Después de comer en un
restaurante de comida típica y bebernos una
botella de vino del país, regresamos al
hotel para dormir la siesta, aunque mis auténticas intenciones eran bien distintas. Nadie se había dado cuenta, ni tan siquiera mi esposa,
de que en uno de los bolsillos del chaquetón llevaba uno de los saleros del restaurante. Sepan ustedes que la
sal, para estos menesteres, siempre es de gran ayuda.

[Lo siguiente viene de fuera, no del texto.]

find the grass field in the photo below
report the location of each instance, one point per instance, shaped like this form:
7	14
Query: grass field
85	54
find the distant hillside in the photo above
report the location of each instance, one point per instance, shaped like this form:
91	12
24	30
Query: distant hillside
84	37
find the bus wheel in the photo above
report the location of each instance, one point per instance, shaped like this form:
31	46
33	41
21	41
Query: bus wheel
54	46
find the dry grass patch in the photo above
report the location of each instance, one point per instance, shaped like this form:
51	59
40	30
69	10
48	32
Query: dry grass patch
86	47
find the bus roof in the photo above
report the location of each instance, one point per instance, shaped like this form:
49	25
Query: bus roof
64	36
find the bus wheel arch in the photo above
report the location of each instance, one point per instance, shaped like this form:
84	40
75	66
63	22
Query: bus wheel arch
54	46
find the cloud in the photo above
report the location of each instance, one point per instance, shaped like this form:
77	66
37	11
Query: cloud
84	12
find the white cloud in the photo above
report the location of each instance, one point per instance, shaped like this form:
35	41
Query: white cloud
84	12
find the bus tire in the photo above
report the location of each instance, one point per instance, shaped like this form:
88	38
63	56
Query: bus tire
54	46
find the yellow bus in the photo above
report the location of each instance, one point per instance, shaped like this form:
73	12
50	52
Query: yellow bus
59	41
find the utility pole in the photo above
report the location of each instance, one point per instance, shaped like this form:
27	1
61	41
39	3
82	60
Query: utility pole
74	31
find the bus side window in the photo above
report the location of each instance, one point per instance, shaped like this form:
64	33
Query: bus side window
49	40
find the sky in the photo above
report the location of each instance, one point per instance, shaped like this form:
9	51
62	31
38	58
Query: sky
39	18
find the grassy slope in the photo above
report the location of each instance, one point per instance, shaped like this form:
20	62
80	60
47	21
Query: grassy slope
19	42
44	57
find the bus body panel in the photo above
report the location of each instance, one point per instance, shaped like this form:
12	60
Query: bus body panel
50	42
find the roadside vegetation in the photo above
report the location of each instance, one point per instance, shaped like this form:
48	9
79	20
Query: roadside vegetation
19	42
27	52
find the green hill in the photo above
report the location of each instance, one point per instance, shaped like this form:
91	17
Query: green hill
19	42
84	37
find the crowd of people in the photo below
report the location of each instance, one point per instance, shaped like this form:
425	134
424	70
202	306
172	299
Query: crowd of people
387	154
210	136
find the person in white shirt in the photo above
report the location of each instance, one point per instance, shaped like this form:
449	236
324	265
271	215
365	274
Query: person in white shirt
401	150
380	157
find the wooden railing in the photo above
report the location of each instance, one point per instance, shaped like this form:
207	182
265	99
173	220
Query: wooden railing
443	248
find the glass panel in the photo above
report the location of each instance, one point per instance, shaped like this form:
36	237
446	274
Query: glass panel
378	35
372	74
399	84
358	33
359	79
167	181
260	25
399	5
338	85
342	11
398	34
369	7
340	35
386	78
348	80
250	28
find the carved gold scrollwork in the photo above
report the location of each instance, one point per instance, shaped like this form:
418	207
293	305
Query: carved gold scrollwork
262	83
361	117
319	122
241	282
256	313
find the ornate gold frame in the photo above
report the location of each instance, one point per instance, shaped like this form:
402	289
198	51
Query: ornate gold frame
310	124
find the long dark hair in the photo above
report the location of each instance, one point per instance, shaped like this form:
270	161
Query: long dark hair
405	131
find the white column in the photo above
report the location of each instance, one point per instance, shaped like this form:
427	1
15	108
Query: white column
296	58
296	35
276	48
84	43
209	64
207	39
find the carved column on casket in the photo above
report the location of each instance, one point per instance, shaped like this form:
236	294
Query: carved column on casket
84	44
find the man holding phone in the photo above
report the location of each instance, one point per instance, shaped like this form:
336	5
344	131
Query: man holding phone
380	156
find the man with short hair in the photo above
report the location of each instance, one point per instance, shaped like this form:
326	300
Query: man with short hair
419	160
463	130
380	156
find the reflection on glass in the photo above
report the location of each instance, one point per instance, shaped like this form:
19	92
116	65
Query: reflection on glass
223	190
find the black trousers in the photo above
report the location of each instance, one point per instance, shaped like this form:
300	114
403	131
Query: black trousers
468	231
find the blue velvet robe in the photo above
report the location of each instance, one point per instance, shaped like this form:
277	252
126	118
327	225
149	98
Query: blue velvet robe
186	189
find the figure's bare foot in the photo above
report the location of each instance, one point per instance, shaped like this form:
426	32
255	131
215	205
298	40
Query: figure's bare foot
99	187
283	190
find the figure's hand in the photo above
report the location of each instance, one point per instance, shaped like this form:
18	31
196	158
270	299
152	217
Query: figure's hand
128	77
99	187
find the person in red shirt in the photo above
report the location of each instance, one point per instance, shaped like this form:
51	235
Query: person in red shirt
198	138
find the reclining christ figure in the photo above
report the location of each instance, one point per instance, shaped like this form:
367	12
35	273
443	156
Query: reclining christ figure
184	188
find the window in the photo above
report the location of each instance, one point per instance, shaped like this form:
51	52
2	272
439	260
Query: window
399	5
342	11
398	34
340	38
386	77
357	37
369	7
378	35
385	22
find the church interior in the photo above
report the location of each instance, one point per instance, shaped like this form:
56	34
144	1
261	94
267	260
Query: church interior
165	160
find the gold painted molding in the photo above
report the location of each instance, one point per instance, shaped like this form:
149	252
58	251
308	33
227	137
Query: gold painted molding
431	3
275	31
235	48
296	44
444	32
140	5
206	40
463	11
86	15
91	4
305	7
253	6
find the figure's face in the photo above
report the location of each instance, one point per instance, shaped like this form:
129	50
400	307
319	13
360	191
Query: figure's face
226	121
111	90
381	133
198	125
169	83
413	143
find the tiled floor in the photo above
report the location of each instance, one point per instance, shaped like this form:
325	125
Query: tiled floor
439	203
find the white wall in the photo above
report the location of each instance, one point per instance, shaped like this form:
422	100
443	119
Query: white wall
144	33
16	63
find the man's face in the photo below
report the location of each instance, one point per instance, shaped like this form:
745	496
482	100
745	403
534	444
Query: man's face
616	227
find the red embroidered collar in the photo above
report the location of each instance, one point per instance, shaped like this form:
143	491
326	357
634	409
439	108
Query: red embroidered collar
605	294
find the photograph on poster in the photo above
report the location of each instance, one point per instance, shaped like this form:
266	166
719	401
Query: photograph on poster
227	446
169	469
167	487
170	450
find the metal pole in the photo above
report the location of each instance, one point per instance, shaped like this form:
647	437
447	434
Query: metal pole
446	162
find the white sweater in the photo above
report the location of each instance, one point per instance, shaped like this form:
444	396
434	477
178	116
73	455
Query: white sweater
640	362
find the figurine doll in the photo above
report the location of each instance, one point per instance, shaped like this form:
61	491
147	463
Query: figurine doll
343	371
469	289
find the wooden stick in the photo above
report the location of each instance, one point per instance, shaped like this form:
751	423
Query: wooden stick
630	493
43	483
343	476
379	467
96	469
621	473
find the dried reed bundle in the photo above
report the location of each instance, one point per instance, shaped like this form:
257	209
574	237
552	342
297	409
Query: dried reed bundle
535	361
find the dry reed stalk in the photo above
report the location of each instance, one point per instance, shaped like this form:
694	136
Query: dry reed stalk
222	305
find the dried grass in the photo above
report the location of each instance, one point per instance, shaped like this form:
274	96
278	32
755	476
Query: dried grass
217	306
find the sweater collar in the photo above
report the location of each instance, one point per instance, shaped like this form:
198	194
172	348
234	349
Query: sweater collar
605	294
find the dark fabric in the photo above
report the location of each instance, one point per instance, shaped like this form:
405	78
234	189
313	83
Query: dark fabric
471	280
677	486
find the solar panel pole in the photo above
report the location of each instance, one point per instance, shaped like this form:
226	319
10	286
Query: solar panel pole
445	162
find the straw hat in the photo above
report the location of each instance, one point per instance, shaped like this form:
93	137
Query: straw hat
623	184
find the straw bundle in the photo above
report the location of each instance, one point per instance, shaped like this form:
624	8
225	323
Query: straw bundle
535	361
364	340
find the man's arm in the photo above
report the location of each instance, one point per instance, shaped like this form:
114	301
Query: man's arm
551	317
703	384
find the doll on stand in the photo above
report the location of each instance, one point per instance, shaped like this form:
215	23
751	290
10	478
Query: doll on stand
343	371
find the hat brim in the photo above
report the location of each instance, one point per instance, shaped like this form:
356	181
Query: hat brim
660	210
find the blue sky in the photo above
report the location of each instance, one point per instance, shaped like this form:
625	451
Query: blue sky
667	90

A los cinco minutos de estar en la cama, mi esposa, dormía como un lirón. Aproveché entonces para
levantarme, agarrar el agua bendita, el salero que tomé prestado del restaurante, y un pequeño crucifijo, que siempre me acompaña en todos los viajes dentro de mi
neceser junto al cepillo de dientes eléctrico,
y salí al pasillo en
dirección a la habitación del director.
Estaba plenamente convencido de que la prueba satánica iba a dar positivo. Mi intuición no me suele fallar, otras cosas sí, pero la intuición, aunque suene un tanto presuntuoso,
casi nunca.
Al llegar a la habitación, arrojé unas gotas de agua
bendita sobre la puerta y cada gota de agua sobre la madera, se transformó, al instante, en una especie de ácido corrosivo. La puerta humeaba y
resplandecía por las ranuras.
Como en otras ocasiones en las que me había visto en una de estas, saqué mi crucifijo y rece todo lo que sabía más lo que me
inventaba, y, entre oración y oración, soltaba el imprescindible "Vade
retro Satanás"
Pero aquel director guardián del infierno no salió de su escondrijo. Estoy plenamente convencido de que si hubiera estado ahí habría salido,
pero luego supe que había ido al aeropuerto
a recoger a unos huéspedes británicos.
Tras los resultados irrefutables que evidenciaban la presencia del maligno, no me quedaron muchas ganas de dormir la siesta, así que bajé a la calle a tomar aire fresco, que buena falta me hacía.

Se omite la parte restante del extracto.